Habit formation is the process through which new (and positive) behaviours can be made automatic. Old habits can be hard to break, but it’s possible to form and maintain new habits through repetition and by setting goals.
So where does Machine Translation (MT) come into this?
Our MT engineers at the KantanMT Professional Services team found out that building an effective, high-quality MT engine is akin to building a new and positive habit. We need to refrain from repeating some of our older ineffective models, and build upon newer proven methods.
At the ATC Conference (2016), I spoke about the 7th habit of the 7 key habits of building effective MT systems. I will briefly mention the 6 habits, before moving on to the 7th, and most important habit.
- Upload Quality Materials:When it comes to uploading training data, there’s often a tendency to put quantity before quantity or relevance – or vice versa. It is important to remember that both these elements are equally important and need adequate attention.
- Embrace the Loveable Triplets: F-Measure, BLEU and TER Score are the lynchpin of quality estimation for your MT engine. Score your engines against these measurements, and re-train till the desired quality is achieved.
- Training Rejects: The 3rdhabit follows on from the last: work with detailed training data analysis to determine the suitability and relevancy of training data.
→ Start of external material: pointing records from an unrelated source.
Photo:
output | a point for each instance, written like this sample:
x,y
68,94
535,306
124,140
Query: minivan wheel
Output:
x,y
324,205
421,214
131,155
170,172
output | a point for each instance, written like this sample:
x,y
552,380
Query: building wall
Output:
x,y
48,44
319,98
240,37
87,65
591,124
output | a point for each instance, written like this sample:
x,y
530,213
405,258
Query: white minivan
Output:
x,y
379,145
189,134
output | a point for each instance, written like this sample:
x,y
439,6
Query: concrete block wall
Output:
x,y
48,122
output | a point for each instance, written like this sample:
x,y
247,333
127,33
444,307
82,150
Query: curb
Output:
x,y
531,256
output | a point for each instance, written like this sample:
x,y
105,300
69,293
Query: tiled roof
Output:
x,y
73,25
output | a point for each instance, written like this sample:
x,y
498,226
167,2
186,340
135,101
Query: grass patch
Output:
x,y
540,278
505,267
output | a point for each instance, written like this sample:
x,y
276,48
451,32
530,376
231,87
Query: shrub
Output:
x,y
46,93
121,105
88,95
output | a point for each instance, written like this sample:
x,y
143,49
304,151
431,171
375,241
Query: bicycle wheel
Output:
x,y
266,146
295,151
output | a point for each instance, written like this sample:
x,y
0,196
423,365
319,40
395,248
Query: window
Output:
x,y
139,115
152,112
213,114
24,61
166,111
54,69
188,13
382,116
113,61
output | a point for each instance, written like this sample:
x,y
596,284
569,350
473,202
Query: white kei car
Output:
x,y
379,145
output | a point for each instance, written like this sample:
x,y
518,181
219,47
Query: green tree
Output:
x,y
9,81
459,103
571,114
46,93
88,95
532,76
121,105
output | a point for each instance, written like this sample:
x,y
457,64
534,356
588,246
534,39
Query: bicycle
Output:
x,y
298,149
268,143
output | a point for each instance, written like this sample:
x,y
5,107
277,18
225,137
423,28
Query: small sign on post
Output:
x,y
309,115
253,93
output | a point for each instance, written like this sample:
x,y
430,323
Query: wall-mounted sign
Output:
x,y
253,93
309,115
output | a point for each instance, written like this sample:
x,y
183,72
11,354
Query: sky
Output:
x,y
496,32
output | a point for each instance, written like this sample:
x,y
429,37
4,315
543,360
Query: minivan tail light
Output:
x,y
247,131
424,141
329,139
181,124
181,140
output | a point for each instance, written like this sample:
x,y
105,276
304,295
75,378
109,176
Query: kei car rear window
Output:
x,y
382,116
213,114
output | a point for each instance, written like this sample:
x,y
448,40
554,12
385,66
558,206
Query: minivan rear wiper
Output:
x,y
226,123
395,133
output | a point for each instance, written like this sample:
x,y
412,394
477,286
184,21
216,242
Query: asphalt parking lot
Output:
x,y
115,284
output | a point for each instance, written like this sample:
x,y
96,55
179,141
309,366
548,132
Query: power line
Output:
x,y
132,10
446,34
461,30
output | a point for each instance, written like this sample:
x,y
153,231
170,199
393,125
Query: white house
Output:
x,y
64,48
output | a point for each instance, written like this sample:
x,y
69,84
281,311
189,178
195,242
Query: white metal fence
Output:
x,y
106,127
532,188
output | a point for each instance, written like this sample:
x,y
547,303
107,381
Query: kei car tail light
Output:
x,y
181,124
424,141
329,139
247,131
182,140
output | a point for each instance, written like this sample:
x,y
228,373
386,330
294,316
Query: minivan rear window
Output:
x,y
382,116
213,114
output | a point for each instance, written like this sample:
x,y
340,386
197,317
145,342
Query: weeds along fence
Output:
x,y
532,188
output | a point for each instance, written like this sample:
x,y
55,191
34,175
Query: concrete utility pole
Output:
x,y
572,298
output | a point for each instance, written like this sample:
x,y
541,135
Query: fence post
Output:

- Unknown Words: Make it a habit to always run Gap Analysis and resolve unknown words rapidly to improve translation quality.
- Glossary: Use glossaries to train your engine. This habit is often neglected in the engine building process, resulting in lower quality MT output.
- Predictive Quality Estimation: Always use predictive quality estimation (KantanAnalytics™) of your engine to train and improve your engines. Make this a habit!
Finally, and most importantly, perfect the language quality review process for MT. Traditionally this involves the Project Managers (PMs) sending copies of a static spreadsheets to a team of translators. These spreadsheets contain lines of source and target segments, with additional columns where the reviewers score the translated segments according to a set of predefined parameters.
Once the spreadsheets are sent off to the reviewers, PMs are completely in the dark – with no idea how the reviewers are progressing, when they might complete the review, or if they have even started the project.
I suggested during my presentation, that we need to automate this process. It’s time to give up our old habit of using emails and a succession of spreadsheets, and use a more streamlined approach, which formalises the workflow. This will not only help reduce frustrating, repetitive MT errors, but also substantially increase translation productivity.
Productivity tools like KantanLQR™ help bring the language quality review process into the twenty-first century, by using technology to make the human evaluation of MT faster, seamless and more efficient. This dramatically reduces the changes of error creeping into the MT engine, and allows production-ready engines to be created faster.
As I have said many time before, MT is here to stay. While the basic technology will evolve and improve, it is important to make it a habit embrace the latest developments and make it a part of the engine building process.
If you have not already begun to use MT within your localization workflow, you are losing your business to your competitors. Read my new eBook, ‘The Buyers’ Guide to Machine Translation Systems,’ co-authored with my colleague Louise Irwin, which will help you ask the right questions and make the right choice when adopting a new translation technology.
Finally, I would like to convey my sincere thanks to everyone who organised and attended the ATC Conferencethis year. It was a very successful event, and it wouldn’t have been possible without you.